First-time director James McTeigue (an assistant in all three “Matrix” films of the Wachowskis), renders big, bold imagery with slashing reds and blacks wedged into a number of exhilarating action sequences. The haunting cinematography is in close approximation to the novel’s look and feel. Full of Shakespearean romantic monologues amidst dancing knives that dramatically squirt blood from the slitting of necks and chopping of hands, the story promotes significant ideas over action, character over special effects, and emotion over action. It keeps a brutally and radically gorgeous visual and thematic illustration of its subject matter. It is powerfully moving, disturbing, and gripping.
V’s role is the typical detective in a mainstream thriller who later on sees the two sides and gets caught in between. Considerably, the characters and elements presented in this film are ordinarily seen in countless movies already. But the careful interweaving of all the cinematic essentials and ideals of the story makes up for the human side of the film and deems it worthwhile for the mind and heart at work. The pacing creates a time for a pause, an idea,or a song. The visuals carefully blend with the satire of pyrotechnics, bombings, and action and suspense scenes.
The major characters really give effective performances. V could have easily morphed into a soulless character, but Weaving’s clever phrasing and movements keep him touchingly human. The spoof scene of Adam Sutler is simple but hilarious nonetheless. Overall, Portman’s sensitivity gives heart to the dark tale, despite some obvious lapses on her fake English accent. Stephen Rea‘s consistency to his character is worth noting.
The ending, though it looks sentimental and cinematic, looks a way too tidy. Some of the lesser roles have a bit too shallow characterizations.
The film works brilliantly and angrily. Vigilant as it is, it is a potent combination of action, emotion, and wry that is bound to stir controversy and debate. After watching the film, it can raise up debates in classroom lectures, drinking sessions, office talks, and friendly chit-chats.

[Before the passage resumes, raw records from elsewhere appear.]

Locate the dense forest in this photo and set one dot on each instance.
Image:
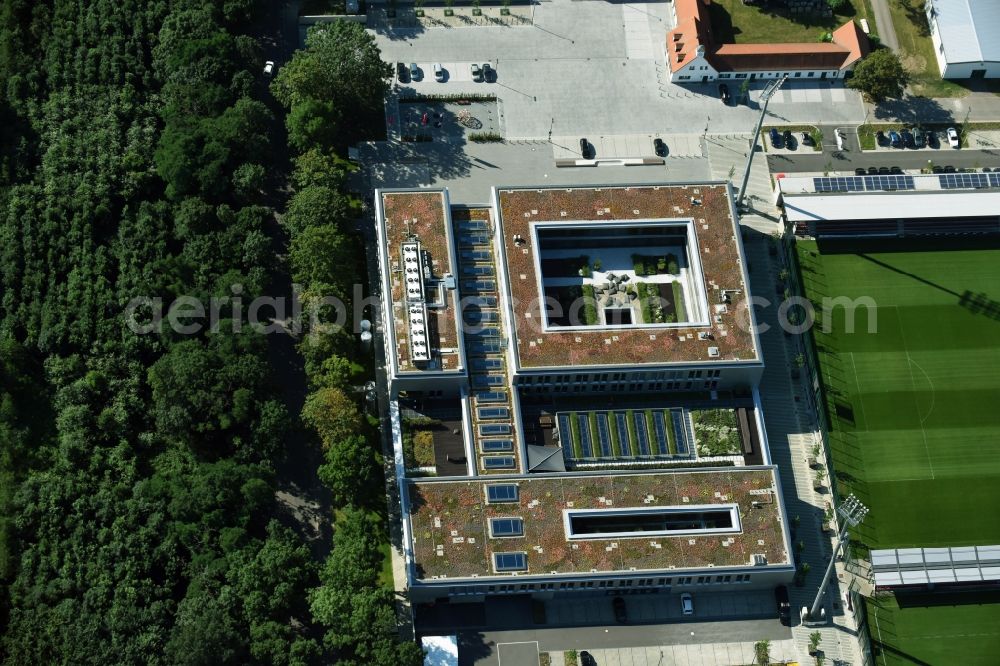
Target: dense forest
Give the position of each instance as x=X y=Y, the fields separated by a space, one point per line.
x=138 y=519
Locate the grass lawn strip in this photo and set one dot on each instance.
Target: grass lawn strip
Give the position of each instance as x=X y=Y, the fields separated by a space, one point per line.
x=912 y=429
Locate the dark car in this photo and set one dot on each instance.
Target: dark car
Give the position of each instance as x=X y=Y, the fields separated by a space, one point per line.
x=784 y=607
x=724 y=93
x=621 y=615
x=775 y=138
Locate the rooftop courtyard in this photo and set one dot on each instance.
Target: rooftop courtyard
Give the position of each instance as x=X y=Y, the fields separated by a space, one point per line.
x=625 y=275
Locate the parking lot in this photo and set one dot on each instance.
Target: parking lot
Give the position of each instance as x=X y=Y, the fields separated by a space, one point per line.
x=594 y=68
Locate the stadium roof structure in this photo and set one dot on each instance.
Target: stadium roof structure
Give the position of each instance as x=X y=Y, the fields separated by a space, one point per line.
x=928 y=566
x=807 y=199
x=706 y=211
x=968 y=29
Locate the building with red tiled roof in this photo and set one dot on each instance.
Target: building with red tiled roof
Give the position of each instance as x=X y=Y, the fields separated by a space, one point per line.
x=694 y=57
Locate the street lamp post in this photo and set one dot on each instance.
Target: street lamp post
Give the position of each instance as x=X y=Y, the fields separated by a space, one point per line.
x=853 y=512
x=765 y=97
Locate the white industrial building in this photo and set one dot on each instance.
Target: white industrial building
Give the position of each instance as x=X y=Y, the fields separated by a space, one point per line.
x=965 y=37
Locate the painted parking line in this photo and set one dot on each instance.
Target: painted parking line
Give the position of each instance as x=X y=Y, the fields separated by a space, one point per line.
x=518 y=654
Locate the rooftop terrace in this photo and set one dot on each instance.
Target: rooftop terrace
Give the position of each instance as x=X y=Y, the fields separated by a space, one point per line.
x=452 y=538
x=706 y=207
x=423 y=217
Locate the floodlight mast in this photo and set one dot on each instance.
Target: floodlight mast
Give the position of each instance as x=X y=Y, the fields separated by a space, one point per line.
x=765 y=97
x=853 y=512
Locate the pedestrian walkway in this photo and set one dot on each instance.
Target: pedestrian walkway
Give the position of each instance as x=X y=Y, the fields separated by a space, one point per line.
x=702 y=654
x=791 y=431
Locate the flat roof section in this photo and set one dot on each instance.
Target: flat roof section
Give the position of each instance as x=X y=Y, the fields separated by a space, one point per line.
x=706 y=206
x=450 y=523
x=424 y=218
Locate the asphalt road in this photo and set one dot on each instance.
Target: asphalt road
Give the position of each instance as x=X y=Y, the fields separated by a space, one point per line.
x=481 y=646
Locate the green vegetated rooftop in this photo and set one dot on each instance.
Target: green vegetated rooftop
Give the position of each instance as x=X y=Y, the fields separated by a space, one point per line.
x=449 y=523
x=914 y=425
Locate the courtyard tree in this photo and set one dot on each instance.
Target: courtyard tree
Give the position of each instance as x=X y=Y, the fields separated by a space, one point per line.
x=880 y=76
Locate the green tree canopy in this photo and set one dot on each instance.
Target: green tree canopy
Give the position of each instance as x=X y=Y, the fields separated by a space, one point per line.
x=879 y=76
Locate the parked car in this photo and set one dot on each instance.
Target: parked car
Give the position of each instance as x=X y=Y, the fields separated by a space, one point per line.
x=621 y=614
x=953 y=140
x=687 y=604
x=784 y=607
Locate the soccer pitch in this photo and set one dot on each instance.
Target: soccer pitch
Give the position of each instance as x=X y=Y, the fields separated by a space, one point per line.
x=914 y=416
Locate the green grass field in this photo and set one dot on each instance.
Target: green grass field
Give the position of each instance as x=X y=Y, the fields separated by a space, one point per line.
x=915 y=421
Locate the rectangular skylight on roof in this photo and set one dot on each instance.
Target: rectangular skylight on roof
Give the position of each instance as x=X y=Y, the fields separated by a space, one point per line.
x=502 y=493
x=506 y=527
x=498 y=462
x=510 y=561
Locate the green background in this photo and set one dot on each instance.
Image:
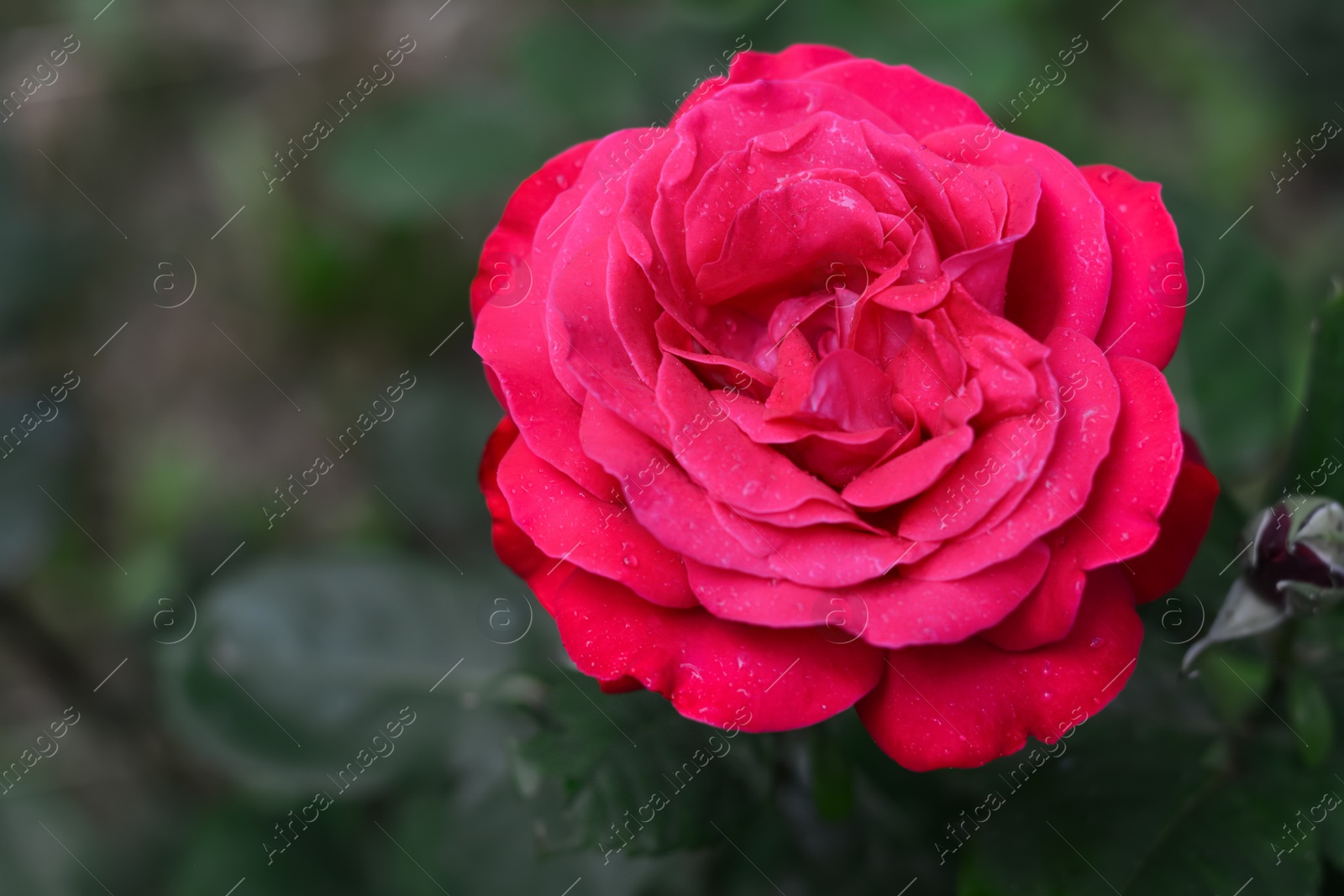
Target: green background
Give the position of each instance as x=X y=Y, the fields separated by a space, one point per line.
x=118 y=517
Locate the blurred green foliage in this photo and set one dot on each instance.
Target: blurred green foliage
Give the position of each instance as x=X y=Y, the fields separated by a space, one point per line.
x=136 y=516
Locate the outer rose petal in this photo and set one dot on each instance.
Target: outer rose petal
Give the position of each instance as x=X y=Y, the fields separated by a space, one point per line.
x=566 y=521
x=511 y=543
x=1122 y=515
x=503 y=259
x=1183 y=527
x=1061 y=270
x=1148 y=289
x=961 y=705
x=716 y=672
x=917 y=102
x=790 y=62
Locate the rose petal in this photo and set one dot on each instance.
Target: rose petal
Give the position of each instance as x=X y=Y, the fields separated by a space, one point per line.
x=889 y=613
x=917 y=102
x=1061 y=271
x=1148 y=286
x=1062 y=490
x=717 y=672
x=564 y=521
x=960 y=705
x=1183 y=527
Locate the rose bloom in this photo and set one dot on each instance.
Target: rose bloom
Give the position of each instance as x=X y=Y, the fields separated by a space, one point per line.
x=832 y=392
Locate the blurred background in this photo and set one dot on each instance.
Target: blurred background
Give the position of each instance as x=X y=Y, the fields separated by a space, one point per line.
x=192 y=313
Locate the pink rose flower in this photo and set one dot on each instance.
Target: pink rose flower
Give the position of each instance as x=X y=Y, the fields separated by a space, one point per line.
x=833 y=392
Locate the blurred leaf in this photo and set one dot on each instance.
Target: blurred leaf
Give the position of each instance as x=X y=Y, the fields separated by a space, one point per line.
x=1236 y=683
x=1236 y=360
x=31 y=859
x=429 y=461
x=228 y=844
x=488 y=844
x=636 y=775
x=296 y=665
x=37 y=258
x=832 y=778
x=1320 y=436
x=438 y=154
x=27 y=516
x=1310 y=715
x=1158 y=820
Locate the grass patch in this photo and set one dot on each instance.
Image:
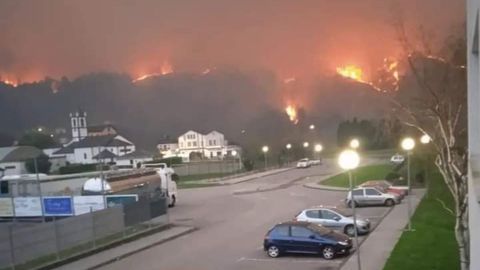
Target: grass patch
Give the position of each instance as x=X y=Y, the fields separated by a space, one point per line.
x=362 y=174
x=433 y=244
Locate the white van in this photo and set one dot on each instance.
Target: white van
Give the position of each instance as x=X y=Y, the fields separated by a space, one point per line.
x=167 y=184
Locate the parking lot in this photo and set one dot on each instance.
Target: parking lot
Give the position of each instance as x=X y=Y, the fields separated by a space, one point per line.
x=232 y=224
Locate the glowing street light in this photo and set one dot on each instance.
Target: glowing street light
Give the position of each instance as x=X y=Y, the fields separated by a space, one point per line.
x=425 y=139
x=354 y=143
x=349 y=160
x=265 y=151
x=408 y=144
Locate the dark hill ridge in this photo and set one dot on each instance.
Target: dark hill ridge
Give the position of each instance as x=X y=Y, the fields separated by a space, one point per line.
x=226 y=100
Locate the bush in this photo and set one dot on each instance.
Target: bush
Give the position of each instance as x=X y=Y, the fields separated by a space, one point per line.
x=79 y=168
x=43 y=164
x=169 y=161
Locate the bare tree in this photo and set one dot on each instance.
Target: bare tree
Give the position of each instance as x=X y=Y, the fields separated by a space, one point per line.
x=433 y=99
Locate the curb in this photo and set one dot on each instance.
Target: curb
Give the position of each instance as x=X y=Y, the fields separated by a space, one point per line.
x=123 y=256
x=139 y=236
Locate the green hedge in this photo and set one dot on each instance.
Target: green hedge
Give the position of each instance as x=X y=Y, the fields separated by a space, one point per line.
x=79 y=168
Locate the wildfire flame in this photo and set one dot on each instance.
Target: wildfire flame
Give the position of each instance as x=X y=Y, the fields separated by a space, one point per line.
x=388 y=75
x=10 y=82
x=291 y=111
x=351 y=71
x=165 y=69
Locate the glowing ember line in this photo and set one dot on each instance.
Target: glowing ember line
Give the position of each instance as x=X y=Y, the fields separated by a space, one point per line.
x=292 y=113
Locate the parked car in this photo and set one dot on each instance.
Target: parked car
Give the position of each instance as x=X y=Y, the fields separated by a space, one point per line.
x=305 y=237
x=303 y=163
x=315 y=162
x=372 y=196
x=335 y=219
x=387 y=186
x=397 y=158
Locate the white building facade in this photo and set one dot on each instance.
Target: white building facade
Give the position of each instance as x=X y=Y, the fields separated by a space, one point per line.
x=473 y=83
x=195 y=145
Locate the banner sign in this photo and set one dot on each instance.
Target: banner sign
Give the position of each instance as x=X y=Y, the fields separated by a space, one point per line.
x=115 y=200
x=58 y=206
x=85 y=204
x=6 y=207
x=27 y=206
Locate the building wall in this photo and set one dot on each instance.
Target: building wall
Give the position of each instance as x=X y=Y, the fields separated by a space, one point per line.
x=14 y=168
x=473 y=7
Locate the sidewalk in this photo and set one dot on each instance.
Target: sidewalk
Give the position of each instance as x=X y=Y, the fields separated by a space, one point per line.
x=110 y=255
x=244 y=178
x=376 y=249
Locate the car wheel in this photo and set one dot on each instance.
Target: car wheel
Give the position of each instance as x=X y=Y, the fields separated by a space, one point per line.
x=273 y=251
x=389 y=202
x=174 y=200
x=328 y=252
x=350 y=204
x=350 y=230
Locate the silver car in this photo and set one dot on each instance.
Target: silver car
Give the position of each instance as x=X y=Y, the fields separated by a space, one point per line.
x=372 y=196
x=335 y=219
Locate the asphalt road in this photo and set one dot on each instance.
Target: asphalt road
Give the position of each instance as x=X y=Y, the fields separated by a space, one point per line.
x=232 y=221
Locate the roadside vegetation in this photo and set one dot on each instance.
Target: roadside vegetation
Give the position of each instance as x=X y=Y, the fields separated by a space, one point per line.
x=432 y=245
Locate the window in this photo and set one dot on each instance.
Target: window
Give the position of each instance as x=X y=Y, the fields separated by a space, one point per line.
x=329 y=215
x=280 y=231
x=312 y=214
x=358 y=192
x=299 y=231
x=371 y=192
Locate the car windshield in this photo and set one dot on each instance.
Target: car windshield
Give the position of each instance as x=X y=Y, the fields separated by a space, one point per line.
x=344 y=212
x=319 y=229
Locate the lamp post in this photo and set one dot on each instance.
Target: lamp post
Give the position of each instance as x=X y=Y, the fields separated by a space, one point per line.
x=425 y=139
x=234 y=154
x=318 y=148
x=265 y=151
x=288 y=146
x=408 y=144
x=349 y=160
x=354 y=143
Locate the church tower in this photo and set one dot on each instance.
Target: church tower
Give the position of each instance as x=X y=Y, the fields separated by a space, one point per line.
x=78 y=121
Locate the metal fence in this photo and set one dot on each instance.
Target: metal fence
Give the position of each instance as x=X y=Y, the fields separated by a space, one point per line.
x=29 y=243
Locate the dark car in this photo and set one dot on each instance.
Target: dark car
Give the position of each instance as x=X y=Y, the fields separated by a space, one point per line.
x=305 y=237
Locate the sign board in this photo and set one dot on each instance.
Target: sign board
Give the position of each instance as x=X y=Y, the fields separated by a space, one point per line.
x=6 y=207
x=85 y=204
x=58 y=206
x=27 y=206
x=115 y=200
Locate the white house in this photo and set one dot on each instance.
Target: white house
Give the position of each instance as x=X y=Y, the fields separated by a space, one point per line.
x=92 y=145
x=13 y=159
x=192 y=144
x=473 y=83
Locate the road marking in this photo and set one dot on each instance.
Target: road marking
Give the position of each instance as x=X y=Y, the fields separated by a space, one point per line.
x=242 y=259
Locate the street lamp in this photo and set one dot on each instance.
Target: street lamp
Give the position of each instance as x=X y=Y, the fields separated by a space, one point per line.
x=425 y=139
x=288 y=146
x=265 y=150
x=408 y=144
x=349 y=160
x=234 y=154
x=318 y=148
x=354 y=143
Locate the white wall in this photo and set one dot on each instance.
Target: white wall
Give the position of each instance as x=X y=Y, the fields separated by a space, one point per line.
x=14 y=168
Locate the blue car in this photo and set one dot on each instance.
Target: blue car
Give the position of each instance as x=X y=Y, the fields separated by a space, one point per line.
x=305 y=237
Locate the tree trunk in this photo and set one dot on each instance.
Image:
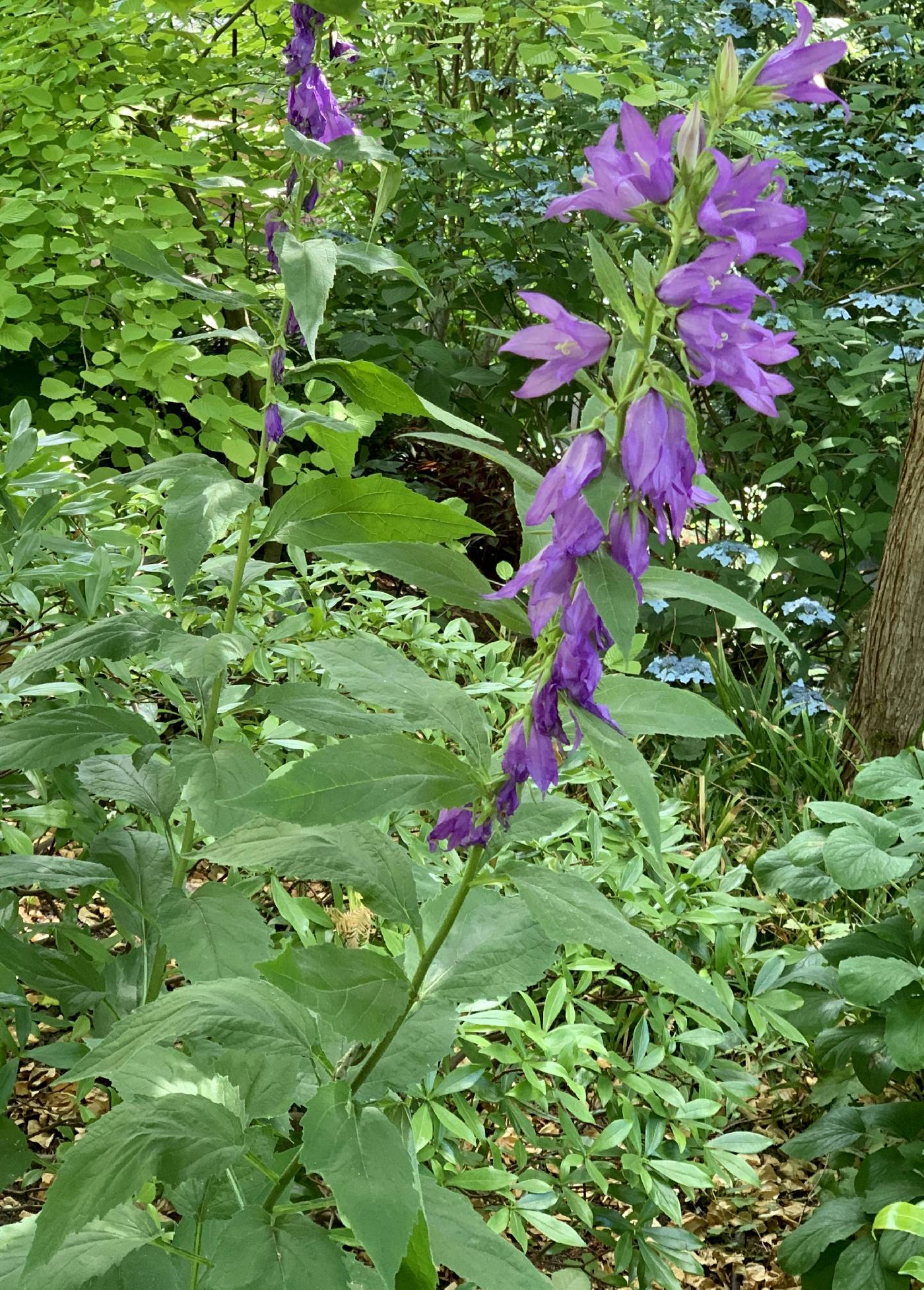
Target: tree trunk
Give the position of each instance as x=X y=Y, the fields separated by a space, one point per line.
x=887 y=706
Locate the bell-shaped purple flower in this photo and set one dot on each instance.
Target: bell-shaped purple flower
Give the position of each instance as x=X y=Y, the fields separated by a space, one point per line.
x=273 y=226
x=659 y=459
x=733 y=351
x=581 y=463
x=315 y=112
x=629 y=545
x=797 y=70
x=273 y=423
x=710 y=280
x=301 y=50
x=457 y=829
x=745 y=205
x=566 y=343
x=625 y=178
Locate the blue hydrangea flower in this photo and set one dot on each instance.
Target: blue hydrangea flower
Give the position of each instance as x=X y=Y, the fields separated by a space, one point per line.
x=684 y=671
x=727 y=551
x=807 y=611
x=803 y=698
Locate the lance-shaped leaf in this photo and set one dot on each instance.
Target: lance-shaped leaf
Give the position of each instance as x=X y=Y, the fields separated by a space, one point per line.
x=364 y=778
x=363 y=1160
x=572 y=910
x=177 y=1138
x=328 y=511
x=308 y=270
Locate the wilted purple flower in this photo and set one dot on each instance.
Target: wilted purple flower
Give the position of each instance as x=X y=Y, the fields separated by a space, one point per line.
x=581 y=463
x=301 y=50
x=629 y=177
x=566 y=343
x=578 y=666
x=733 y=351
x=629 y=545
x=737 y=209
x=795 y=71
x=457 y=829
x=341 y=48
x=273 y=226
x=315 y=112
x=659 y=461
x=273 y=423
x=710 y=280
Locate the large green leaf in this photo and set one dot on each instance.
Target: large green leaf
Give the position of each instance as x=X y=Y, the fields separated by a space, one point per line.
x=463 y=1242
x=640 y=706
x=327 y=711
x=358 y=992
x=364 y=778
x=363 y=1160
x=855 y=861
x=834 y=1221
x=143 y=865
x=494 y=947
x=213 y=934
x=116 y=777
x=287 y=1253
x=630 y=770
x=377 y=259
x=143 y=257
x=612 y=590
x=905 y=1029
x=238 y=1011
x=327 y=512
x=382 y=391
x=198 y=511
x=120 y=636
x=377 y=673
x=43 y=741
x=218 y=774
x=177 y=1138
x=438 y=570
x=89 y=1253
x=51 y=873
x=308 y=270
x=572 y=910
x=358 y=856
x=676 y=585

Being an action-packed political commentary that appeals to the revolutionary in each of us, it depicts complacent notions about an uncannily fascinating parable of tyranny, terrorism, and violence.
A masked avenger under a totalitarian British regime knocks on our doors so we can do our part in facing our own “wars.” Come to think of it, one man’s terrorist is another one’s hero.
Amidst the cold and unsympathetic people running the government, there could be something, whether big or small, that we should think of and consider doing when the right time comes.